Sens: I don’t think we underestimate the impact of setups. It gets discussed plenty. What we certainly do is overvalue protecting par just for the sake of it. That alone has led to the mangling of some great courses, and to some silly course setups as well.

Shipnuck: I like Harbour Town, but if players can’t hit driver is it really that great of a test? Driving it long and straight is one of the game’s great skills and when you take the driver out of play it diminishes the competition.

Bamberger: Yes, when holes have shape and especially water hazards, you can set up a course that makes any shot longer than, say, 280, worthless. But length should be one of the demands put on a golfer, among many others.

Dethier: Courses can be hard for lots of reasons — your local track might be impossible to score on because it’s rock-hard or has freshly punched greens. Every part of this debate has us a bit stuck.
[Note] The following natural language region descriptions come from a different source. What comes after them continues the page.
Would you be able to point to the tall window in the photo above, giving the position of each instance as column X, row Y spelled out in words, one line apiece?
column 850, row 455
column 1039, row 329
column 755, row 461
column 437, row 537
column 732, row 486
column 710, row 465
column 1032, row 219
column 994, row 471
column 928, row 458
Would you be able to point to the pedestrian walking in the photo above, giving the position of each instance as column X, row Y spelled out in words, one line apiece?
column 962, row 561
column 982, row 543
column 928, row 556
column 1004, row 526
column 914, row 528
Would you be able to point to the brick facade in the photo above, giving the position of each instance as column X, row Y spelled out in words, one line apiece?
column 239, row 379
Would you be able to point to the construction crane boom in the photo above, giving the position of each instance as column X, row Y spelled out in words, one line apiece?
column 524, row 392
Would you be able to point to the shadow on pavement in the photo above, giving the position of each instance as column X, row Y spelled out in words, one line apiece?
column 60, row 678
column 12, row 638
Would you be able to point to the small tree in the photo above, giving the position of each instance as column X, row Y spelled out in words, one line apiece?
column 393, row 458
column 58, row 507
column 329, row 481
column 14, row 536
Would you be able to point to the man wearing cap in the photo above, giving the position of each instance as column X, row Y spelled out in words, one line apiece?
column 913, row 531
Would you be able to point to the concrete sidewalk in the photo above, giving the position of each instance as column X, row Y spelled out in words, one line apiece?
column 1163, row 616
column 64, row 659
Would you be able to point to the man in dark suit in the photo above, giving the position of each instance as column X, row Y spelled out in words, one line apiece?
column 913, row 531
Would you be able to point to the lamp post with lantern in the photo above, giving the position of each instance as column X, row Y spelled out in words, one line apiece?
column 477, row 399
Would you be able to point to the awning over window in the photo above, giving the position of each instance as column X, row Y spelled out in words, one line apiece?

Birdies are fun! So are 350 yard drives! But too many birdies, and too many 350 yard drives? That’s where we seem to get skittish.

5. The PGA Tour’s new tagline, Live Under Par, raised some eyebrows on social media last week; Lee Westwood, for one, tweeted that “being under par in the UK means you feel like a crap!!” If the Tour had come to you to dream up its new slogan, what would you have proposed?
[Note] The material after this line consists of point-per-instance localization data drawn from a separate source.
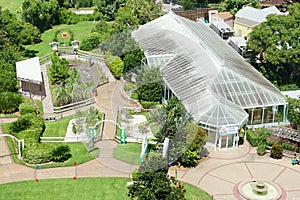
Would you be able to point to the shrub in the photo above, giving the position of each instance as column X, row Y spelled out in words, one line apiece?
column 150, row 92
column 26, row 108
column 252, row 137
column 116, row 67
column 261, row 149
column 9, row 102
column 21, row 124
column 189, row 159
column 37, row 153
column 135, row 96
column 148, row 104
column 61, row 153
column 90, row 42
column 135, row 174
column 277, row 151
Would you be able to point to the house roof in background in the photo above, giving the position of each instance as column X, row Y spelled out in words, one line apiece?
column 256, row 15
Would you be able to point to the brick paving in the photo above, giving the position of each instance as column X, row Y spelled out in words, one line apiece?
column 218, row 174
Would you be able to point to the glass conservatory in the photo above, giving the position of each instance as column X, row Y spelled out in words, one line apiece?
column 221, row 90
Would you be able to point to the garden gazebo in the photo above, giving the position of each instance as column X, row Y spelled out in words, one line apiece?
column 216, row 85
column 29, row 77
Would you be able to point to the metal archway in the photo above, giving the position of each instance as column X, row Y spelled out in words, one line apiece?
column 20, row 143
column 123, row 131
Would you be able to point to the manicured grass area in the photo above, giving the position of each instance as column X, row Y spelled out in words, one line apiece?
column 129, row 153
column 78, row 151
column 12, row 6
column 40, row 106
column 82, row 188
column 57, row 128
column 9, row 116
column 80, row 31
column 5, row 128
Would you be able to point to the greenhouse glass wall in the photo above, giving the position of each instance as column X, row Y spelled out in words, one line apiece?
column 221, row 90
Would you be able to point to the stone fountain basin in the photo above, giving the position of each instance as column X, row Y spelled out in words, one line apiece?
column 272, row 192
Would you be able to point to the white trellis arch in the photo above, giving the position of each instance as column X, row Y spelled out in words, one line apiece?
column 20, row 143
column 123, row 134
Marksbury: What was wrong with “These Guys are Good”? Taglines are not my forte, but maybe something like…“Feel the Drive.”

Sens: Live under Par?!  Wonder what the Tour paid the marketing whizzes who came up with that one. Hmmm. Let’s see. Go Low or Go Home. You Da Fan! Did We Mention, Tiger’s Back? But why should we brainstorm for the Tour? Monahan, call me. For a quarter of what you just spent, I’ll set aside five minutes and come up with 20 taglines that are better than the terrible one you’ve got. #fireyouradagency.

Bamberger: I don’t even know how to pronounce it. Josh nails it every which way to Sunday. 

Dethier: It’s confusing, too. I see “PGA Tour” and “Live” together and I think early-round tournament streaming. Does the Tour need a tagline? Do other sports leagues have ‘em? I propose: no slogan.

Shipnuck: For what was supposed to be a cutting-edge, viral campaign, the entire launch felt like a bunch of old white guys trying too hard to be young and cool. Wait, that’s exactly what it was. The Tour’s slogan should be: Read GOLF.com For The Real Skinny.